For those who are dealing with digestive health issues and don’t have a lot of money, what are some baseline recommendations that you can give to them to work on?

There is so much more that goes into improving your digestive health than just the foods you eat.

Start by staying hydrated, drink more water and herbal teas.

Manage your stress – it can wreak havoc on your digestive system and cause ulcers, diarrhea, constipation, and IBS. Some people think they have a serious illness but are shocked to learn that it’s just stress! Download any meditation or breathing app, there is no excuse in this stay-at-home era.

Start a food journal and eat mindfully. Pay attention to your food and how it makes you feel – studies have shown that mindfulness can reduce digestive symptoms. And, chewing your food slowly helps the digestion process.

Go for walks – it helps your food travel through your digestive system.

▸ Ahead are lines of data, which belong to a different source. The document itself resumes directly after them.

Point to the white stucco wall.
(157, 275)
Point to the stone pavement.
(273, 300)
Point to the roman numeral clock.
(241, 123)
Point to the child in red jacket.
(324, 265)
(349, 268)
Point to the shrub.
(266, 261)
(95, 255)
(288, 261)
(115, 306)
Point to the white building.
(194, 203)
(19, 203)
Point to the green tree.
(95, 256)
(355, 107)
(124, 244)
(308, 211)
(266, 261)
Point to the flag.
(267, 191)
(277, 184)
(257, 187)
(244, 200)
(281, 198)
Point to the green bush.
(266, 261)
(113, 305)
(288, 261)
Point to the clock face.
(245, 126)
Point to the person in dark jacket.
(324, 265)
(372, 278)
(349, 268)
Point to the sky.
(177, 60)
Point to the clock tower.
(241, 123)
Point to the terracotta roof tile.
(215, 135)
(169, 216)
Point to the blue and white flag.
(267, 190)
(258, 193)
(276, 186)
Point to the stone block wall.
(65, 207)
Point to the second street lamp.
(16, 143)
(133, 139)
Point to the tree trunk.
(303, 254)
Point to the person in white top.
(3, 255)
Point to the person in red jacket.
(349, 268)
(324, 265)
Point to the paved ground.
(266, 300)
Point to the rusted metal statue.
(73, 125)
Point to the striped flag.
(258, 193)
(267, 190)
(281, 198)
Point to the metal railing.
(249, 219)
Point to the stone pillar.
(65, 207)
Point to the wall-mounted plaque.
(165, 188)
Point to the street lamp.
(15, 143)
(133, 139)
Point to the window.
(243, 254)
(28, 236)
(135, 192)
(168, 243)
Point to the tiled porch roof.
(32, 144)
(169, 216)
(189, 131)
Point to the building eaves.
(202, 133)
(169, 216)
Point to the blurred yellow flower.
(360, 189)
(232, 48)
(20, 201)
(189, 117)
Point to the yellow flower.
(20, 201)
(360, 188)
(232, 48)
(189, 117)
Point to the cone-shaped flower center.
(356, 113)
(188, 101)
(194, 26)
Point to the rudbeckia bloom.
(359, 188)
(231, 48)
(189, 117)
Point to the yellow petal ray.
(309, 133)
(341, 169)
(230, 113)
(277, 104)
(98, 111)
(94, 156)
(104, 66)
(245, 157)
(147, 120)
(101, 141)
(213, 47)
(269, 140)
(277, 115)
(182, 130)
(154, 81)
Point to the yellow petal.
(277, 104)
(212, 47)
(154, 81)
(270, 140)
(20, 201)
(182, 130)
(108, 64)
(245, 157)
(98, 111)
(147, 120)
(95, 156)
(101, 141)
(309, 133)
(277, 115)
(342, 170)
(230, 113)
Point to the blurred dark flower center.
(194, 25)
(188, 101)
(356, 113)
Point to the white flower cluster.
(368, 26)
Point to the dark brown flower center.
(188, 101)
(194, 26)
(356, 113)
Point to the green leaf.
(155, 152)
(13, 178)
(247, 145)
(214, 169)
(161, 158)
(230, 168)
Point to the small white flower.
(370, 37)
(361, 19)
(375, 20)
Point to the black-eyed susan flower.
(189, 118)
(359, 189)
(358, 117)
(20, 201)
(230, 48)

Eat REAL food! Give your body a break, it has been in overdrive trying to process a high carb, saturated fat, and food additive diet. There is nothing wrong with canned vegetables, salmon, tuna (you can get healthy fats in that way too!).

Lastly, incorporating gut-supporting supplements. You don’t have to go overboard. Start with a probiotic and when that runs out, add or swap magnesium, then glutamine, and so on. It doesn’t have to be a big up-front cost!

During 2020, our mental health has been challenged which can aggravate gut health issues. What have you been practising to keep mentally and physically healthy?

Yes, it has and everyone’s feelings and stressors are valid during this time. For me, I’ve really had to prioritize different ways to cope with stress differently than before.

I block time to workout, for me it helps to do this in the morning. That time is for me and I’ve learned it can be 15 or 50 minutes for it to be effective. I have a friend who is AMAZING and has started her own pilates business because of COVID-19; signing up for her classes is a way for me to be held accountable and connect with friends all while also supporting one another in our goals!

I take breaks from watching the news.

I make time to unwind and do mini-happy activities – biking, calling a friend, painting, cooking, etc.

I also love the Calm app – it combines breathing, meditation, and gratitude practices and is an amazing way to set the stage for your day and close it out as well

What is one way you would like to impact your community or the world as you continue to work as a health coach?

Unfortunately, our current health care system is very diagnostic focused. There is not much room for looking into the source of the illness and surely very little to no resources following a diagnosis. Patients are left on his/her own to navigate their nutrition, medications, supplements, etc. and there is a huge hole – health coaches fill that gap and that was part of my inspiration in becoming one.

What is currently in your fridge, and why?

Eggs, avocado, Elmhurst nut milk (every nut possible and oat HA!), pesto, ginger, garlic, lemons/limes, coconut yogurt, probiotics (sauerkraut, kombucha, kefir, pickled vegetables), squash, beets, sweet potatoes, and MUCH MORE but this base allows for an anti-inflammatory, hormone balancing, and gluten-free diet.

The above content is provided for informational and educational purposes only and is not a substitute for professional advice or diagnosis and should never be relied upon for specific medical advice. moxie shall not be liable for any claim, loss, or damage arising out of the use of, or reliance upon any content or information in this article.